Alma Instances Amsterdam Data center - RCA - January 28, 2020
Introduction
This document serves as a Root Cause Analysis for the service interruption experienced by Ex Libris customers.
The goal of this document is to share our findings regarding the event, specify the root cause analysis, outline actions to be taken to solve the downtime event, as well as preventive measures Ex Libris is taking to avoid similar cases in future.
Event Timeline
Service slowness was experienced by Ex Libris customers served by the Alma instances at the Amsterdam Data Center during the following hours:
January 28th, 2020 from 05:00 AM until 05:50 AM Amsterdam time.
During the event, the service was unavailable for the environment
Root Cause Analysis
Ex Libris Engineers investigated this event to determine the root cause with the following results:
Due to an issue was found in our LB software an unplanned service restart took place, once the LB came back online, some of the network configurations were missing from it, causing downtime to serval environments.
As an immediate action Ex Libris network engineers failed-over to the other LB in the cluster in order to bring the environments back up.
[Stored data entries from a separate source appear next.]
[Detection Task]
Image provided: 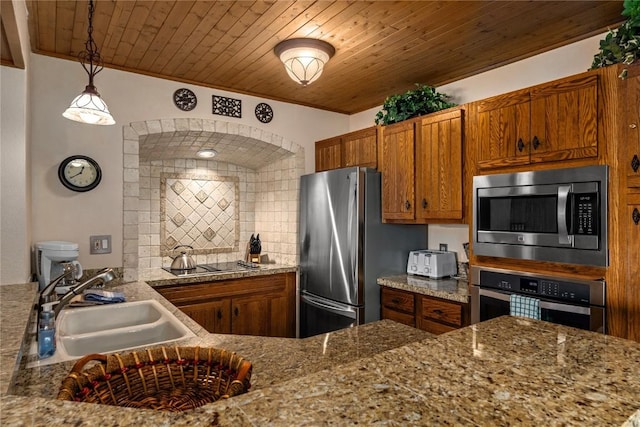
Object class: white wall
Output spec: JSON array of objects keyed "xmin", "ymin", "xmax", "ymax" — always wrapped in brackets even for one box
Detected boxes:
[
  {"xmin": 0, "ymin": 1, "xmax": 31, "ymax": 284},
  {"xmin": 349, "ymin": 34, "xmax": 605, "ymax": 261},
  {"xmin": 31, "ymin": 55, "xmax": 349, "ymax": 268}
]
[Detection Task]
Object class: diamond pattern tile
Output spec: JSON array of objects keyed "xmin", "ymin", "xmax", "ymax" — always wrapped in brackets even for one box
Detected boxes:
[{"xmin": 161, "ymin": 173, "xmax": 240, "ymax": 254}]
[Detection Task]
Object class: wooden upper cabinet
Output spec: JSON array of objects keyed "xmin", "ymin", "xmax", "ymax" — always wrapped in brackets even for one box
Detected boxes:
[
  {"xmin": 621, "ymin": 64, "xmax": 640, "ymax": 188},
  {"xmin": 316, "ymin": 136, "xmax": 344, "ymax": 172},
  {"xmin": 378, "ymin": 120, "xmax": 415, "ymax": 220},
  {"xmin": 415, "ymin": 110, "xmax": 463, "ymax": 220},
  {"xmin": 342, "ymin": 127, "xmax": 378, "ymax": 168},
  {"xmin": 476, "ymin": 73, "xmax": 598, "ymax": 169},
  {"xmin": 315, "ymin": 126, "xmax": 378, "ymax": 172}
]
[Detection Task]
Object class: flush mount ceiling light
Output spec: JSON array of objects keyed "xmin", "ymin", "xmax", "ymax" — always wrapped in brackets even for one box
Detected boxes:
[
  {"xmin": 273, "ymin": 39, "xmax": 336, "ymax": 86},
  {"xmin": 62, "ymin": 0, "xmax": 116, "ymax": 125},
  {"xmin": 196, "ymin": 148, "xmax": 218, "ymax": 159}
]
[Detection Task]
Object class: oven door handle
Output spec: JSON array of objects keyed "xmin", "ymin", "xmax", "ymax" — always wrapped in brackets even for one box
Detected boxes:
[
  {"xmin": 300, "ymin": 292, "xmax": 358, "ymax": 319},
  {"xmin": 479, "ymin": 288, "xmax": 591, "ymax": 316},
  {"xmin": 558, "ymin": 185, "xmax": 573, "ymax": 246}
]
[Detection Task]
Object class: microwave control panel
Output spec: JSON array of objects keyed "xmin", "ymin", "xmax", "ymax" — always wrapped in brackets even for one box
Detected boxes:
[
  {"xmin": 480, "ymin": 271, "xmax": 590, "ymax": 304},
  {"xmin": 571, "ymin": 193, "xmax": 599, "ymax": 236}
]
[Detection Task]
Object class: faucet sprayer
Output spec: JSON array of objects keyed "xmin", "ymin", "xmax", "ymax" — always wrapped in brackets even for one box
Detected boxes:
[{"xmin": 53, "ymin": 268, "xmax": 116, "ymax": 318}]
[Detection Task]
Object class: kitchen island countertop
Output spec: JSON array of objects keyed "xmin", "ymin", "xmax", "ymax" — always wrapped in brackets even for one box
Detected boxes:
[{"xmin": 0, "ymin": 282, "xmax": 640, "ymax": 426}]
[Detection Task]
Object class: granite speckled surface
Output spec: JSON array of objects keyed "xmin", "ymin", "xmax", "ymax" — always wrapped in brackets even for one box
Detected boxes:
[
  {"xmin": 144, "ymin": 264, "xmax": 298, "ymax": 287},
  {"xmin": 377, "ymin": 274, "xmax": 469, "ymax": 303},
  {"xmin": 0, "ymin": 276, "xmax": 640, "ymax": 427}
]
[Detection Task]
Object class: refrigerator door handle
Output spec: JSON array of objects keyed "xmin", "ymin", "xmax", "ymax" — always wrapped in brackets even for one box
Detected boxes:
[
  {"xmin": 347, "ymin": 172, "xmax": 358, "ymax": 283},
  {"xmin": 300, "ymin": 292, "xmax": 357, "ymax": 319}
]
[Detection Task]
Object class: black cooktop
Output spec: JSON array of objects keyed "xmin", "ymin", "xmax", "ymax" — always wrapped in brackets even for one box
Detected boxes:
[{"xmin": 162, "ymin": 260, "xmax": 260, "ymax": 277}]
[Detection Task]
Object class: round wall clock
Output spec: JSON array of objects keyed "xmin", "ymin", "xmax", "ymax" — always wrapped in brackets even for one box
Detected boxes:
[
  {"xmin": 173, "ymin": 88, "xmax": 198, "ymax": 111},
  {"xmin": 256, "ymin": 102, "xmax": 273, "ymax": 123},
  {"xmin": 58, "ymin": 155, "xmax": 102, "ymax": 192}
]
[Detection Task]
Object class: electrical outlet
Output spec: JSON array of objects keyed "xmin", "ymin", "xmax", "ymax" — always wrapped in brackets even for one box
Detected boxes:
[{"xmin": 89, "ymin": 234, "xmax": 111, "ymax": 254}]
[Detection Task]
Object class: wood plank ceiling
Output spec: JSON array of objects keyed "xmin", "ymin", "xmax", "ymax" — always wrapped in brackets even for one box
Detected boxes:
[{"xmin": 15, "ymin": 0, "xmax": 623, "ymax": 114}]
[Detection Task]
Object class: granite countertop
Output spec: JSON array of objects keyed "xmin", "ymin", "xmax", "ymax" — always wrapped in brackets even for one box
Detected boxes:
[
  {"xmin": 378, "ymin": 274, "xmax": 469, "ymax": 303},
  {"xmin": 143, "ymin": 264, "xmax": 298, "ymax": 287},
  {"xmin": 0, "ymin": 282, "xmax": 640, "ymax": 426}
]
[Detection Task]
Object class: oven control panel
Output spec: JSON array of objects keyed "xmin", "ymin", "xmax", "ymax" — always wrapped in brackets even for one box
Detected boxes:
[{"xmin": 479, "ymin": 271, "xmax": 591, "ymax": 304}]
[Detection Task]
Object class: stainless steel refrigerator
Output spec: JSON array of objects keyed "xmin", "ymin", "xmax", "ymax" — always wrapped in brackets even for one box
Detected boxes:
[{"xmin": 298, "ymin": 168, "xmax": 427, "ymax": 338}]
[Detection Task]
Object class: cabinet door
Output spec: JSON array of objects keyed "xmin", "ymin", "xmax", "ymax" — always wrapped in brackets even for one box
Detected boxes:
[
  {"xmin": 622, "ymin": 199, "xmax": 640, "ymax": 342},
  {"xmin": 342, "ymin": 127, "xmax": 378, "ymax": 168},
  {"xmin": 178, "ymin": 299, "xmax": 231, "ymax": 334},
  {"xmin": 621, "ymin": 64, "xmax": 640, "ymax": 188},
  {"xmin": 231, "ymin": 294, "xmax": 289, "ymax": 337},
  {"xmin": 378, "ymin": 121, "xmax": 415, "ymax": 220},
  {"xmin": 529, "ymin": 75, "xmax": 598, "ymax": 162},
  {"xmin": 415, "ymin": 110, "xmax": 463, "ymax": 220},
  {"xmin": 476, "ymin": 90, "xmax": 531, "ymax": 169},
  {"xmin": 315, "ymin": 136, "xmax": 344, "ymax": 172}
]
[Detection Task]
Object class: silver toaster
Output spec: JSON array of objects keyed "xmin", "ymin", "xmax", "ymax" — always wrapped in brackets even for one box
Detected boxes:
[{"xmin": 407, "ymin": 250, "xmax": 458, "ymax": 279}]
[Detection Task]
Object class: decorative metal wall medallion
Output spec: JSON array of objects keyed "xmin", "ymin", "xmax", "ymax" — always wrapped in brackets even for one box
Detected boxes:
[
  {"xmin": 173, "ymin": 88, "xmax": 198, "ymax": 111},
  {"xmin": 256, "ymin": 102, "xmax": 273, "ymax": 123},
  {"xmin": 213, "ymin": 95, "xmax": 242, "ymax": 119}
]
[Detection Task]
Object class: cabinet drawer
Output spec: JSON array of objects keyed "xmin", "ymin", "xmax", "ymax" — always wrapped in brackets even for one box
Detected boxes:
[
  {"xmin": 418, "ymin": 319, "xmax": 458, "ymax": 335},
  {"xmin": 382, "ymin": 307, "xmax": 416, "ymax": 328},
  {"xmin": 382, "ymin": 287, "xmax": 415, "ymax": 315},
  {"xmin": 422, "ymin": 297, "xmax": 462, "ymax": 326}
]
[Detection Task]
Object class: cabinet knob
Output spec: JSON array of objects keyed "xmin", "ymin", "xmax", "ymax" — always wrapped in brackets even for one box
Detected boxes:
[{"xmin": 532, "ymin": 136, "xmax": 540, "ymax": 150}]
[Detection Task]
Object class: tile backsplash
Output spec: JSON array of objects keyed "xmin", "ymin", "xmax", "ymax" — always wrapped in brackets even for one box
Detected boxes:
[{"xmin": 160, "ymin": 173, "xmax": 240, "ymax": 256}]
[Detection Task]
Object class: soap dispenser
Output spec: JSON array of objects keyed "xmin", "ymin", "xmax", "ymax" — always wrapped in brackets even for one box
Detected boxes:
[{"xmin": 38, "ymin": 303, "xmax": 56, "ymax": 359}]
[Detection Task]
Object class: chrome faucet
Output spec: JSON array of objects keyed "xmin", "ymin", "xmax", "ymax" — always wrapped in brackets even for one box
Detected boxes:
[
  {"xmin": 38, "ymin": 269, "xmax": 76, "ymax": 308},
  {"xmin": 53, "ymin": 268, "xmax": 116, "ymax": 318}
]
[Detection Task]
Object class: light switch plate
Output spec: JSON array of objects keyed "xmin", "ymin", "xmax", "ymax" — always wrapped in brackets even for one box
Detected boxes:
[{"xmin": 89, "ymin": 234, "xmax": 111, "ymax": 254}]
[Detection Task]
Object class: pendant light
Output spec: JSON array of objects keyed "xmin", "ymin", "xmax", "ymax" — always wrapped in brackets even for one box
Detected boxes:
[
  {"xmin": 273, "ymin": 38, "xmax": 336, "ymax": 86},
  {"xmin": 62, "ymin": 0, "xmax": 116, "ymax": 125}
]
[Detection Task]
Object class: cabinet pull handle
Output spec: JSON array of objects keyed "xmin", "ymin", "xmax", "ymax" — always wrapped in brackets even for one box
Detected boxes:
[{"xmin": 533, "ymin": 136, "xmax": 540, "ymax": 150}]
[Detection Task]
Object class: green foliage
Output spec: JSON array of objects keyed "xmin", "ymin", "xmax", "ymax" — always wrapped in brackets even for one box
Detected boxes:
[
  {"xmin": 591, "ymin": 0, "xmax": 640, "ymax": 70},
  {"xmin": 376, "ymin": 83, "xmax": 456, "ymax": 125}
]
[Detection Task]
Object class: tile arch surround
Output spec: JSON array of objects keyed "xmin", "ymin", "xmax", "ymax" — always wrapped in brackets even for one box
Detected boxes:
[{"xmin": 122, "ymin": 118, "xmax": 304, "ymax": 282}]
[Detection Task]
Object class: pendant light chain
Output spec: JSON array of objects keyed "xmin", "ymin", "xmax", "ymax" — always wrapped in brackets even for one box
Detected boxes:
[{"xmin": 78, "ymin": 0, "xmax": 103, "ymax": 86}]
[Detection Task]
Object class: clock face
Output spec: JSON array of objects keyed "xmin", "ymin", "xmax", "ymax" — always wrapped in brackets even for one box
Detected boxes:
[
  {"xmin": 173, "ymin": 88, "xmax": 198, "ymax": 111},
  {"xmin": 256, "ymin": 102, "xmax": 273, "ymax": 123},
  {"xmin": 58, "ymin": 155, "xmax": 102, "ymax": 192}
]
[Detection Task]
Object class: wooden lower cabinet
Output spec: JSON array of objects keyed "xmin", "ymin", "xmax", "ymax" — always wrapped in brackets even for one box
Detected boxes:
[
  {"xmin": 381, "ymin": 287, "xmax": 416, "ymax": 328},
  {"xmin": 416, "ymin": 295, "xmax": 469, "ymax": 334},
  {"xmin": 381, "ymin": 287, "xmax": 470, "ymax": 334},
  {"xmin": 156, "ymin": 273, "xmax": 295, "ymax": 338}
]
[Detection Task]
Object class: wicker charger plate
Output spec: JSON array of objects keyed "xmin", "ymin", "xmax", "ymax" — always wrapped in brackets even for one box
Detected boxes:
[{"xmin": 58, "ymin": 347, "xmax": 252, "ymax": 412}]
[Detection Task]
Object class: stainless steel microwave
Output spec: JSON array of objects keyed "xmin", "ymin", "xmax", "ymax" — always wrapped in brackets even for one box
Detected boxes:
[{"xmin": 473, "ymin": 166, "xmax": 609, "ymax": 266}]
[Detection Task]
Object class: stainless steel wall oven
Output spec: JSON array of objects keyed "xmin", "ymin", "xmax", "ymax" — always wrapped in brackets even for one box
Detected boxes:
[
  {"xmin": 473, "ymin": 166, "xmax": 608, "ymax": 266},
  {"xmin": 471, "ymin": 267, "xmax": 606, "ymax": 333}
]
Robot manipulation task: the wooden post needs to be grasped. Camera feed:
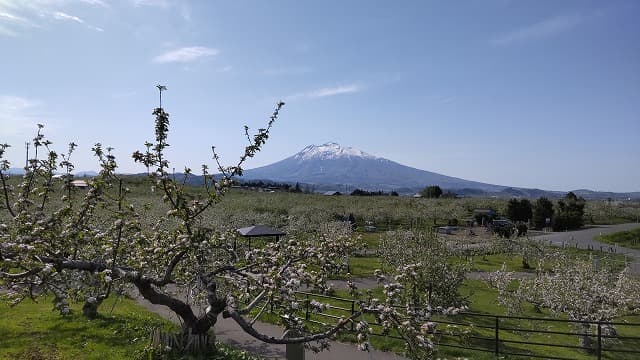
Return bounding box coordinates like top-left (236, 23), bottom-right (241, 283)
top-left (598, 322), bottom-right (602, 360)
top-left (284, 330), bottom-right (304, 360)
top-left (495, 316), bottom-right (500, 357)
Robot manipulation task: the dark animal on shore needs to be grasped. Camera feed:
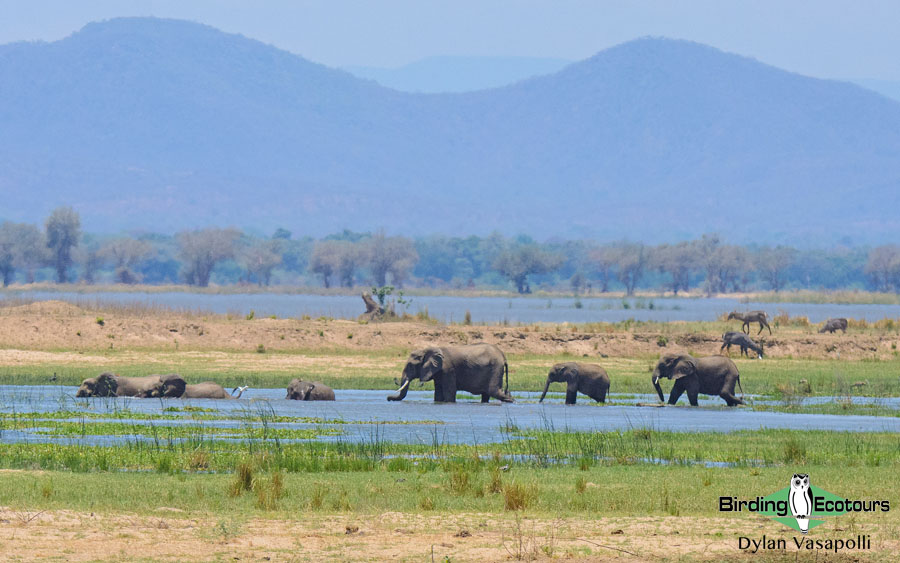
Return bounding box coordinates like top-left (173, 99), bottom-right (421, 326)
top-left (538, 362), bottom-right (609, 405)
top-left (75, 372), bottom-right (186, 398)
top-left (388, 344), bottom-right (514, 403)
top-left (719, 332), bottom-right (763, 359)
top-left (819, 318), bottom-right (847, 334)
top-left (653, 354), bottom-right (746, 407)
top-left (285, 379), bottom-right (334, 401)
top-left (728, 311), bottom-right (772, 334)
Technical Action Items and Preventive Measures
Ex Libris has taken the following action and preventive measures to avoid such an occurrence in future:
- Ex Libris network engineers failed over to the other LB in the cluster to bring the environments back up.
- The LB configurations were re-applied and failback was done.
- Ex Libris engineers worked with the LB vendor to implement a workaround solution until a software with a fix to this bug will be available.
Customer Communication
ExLibris is committed to providing customers with prompt and ongoing updates during Cloud events. Ongoing and prompt updates on service interruptions appear in the system status portal at this address: http://status.exlibrisgroup.com/
These updates are automatically sent as emails to registered customers.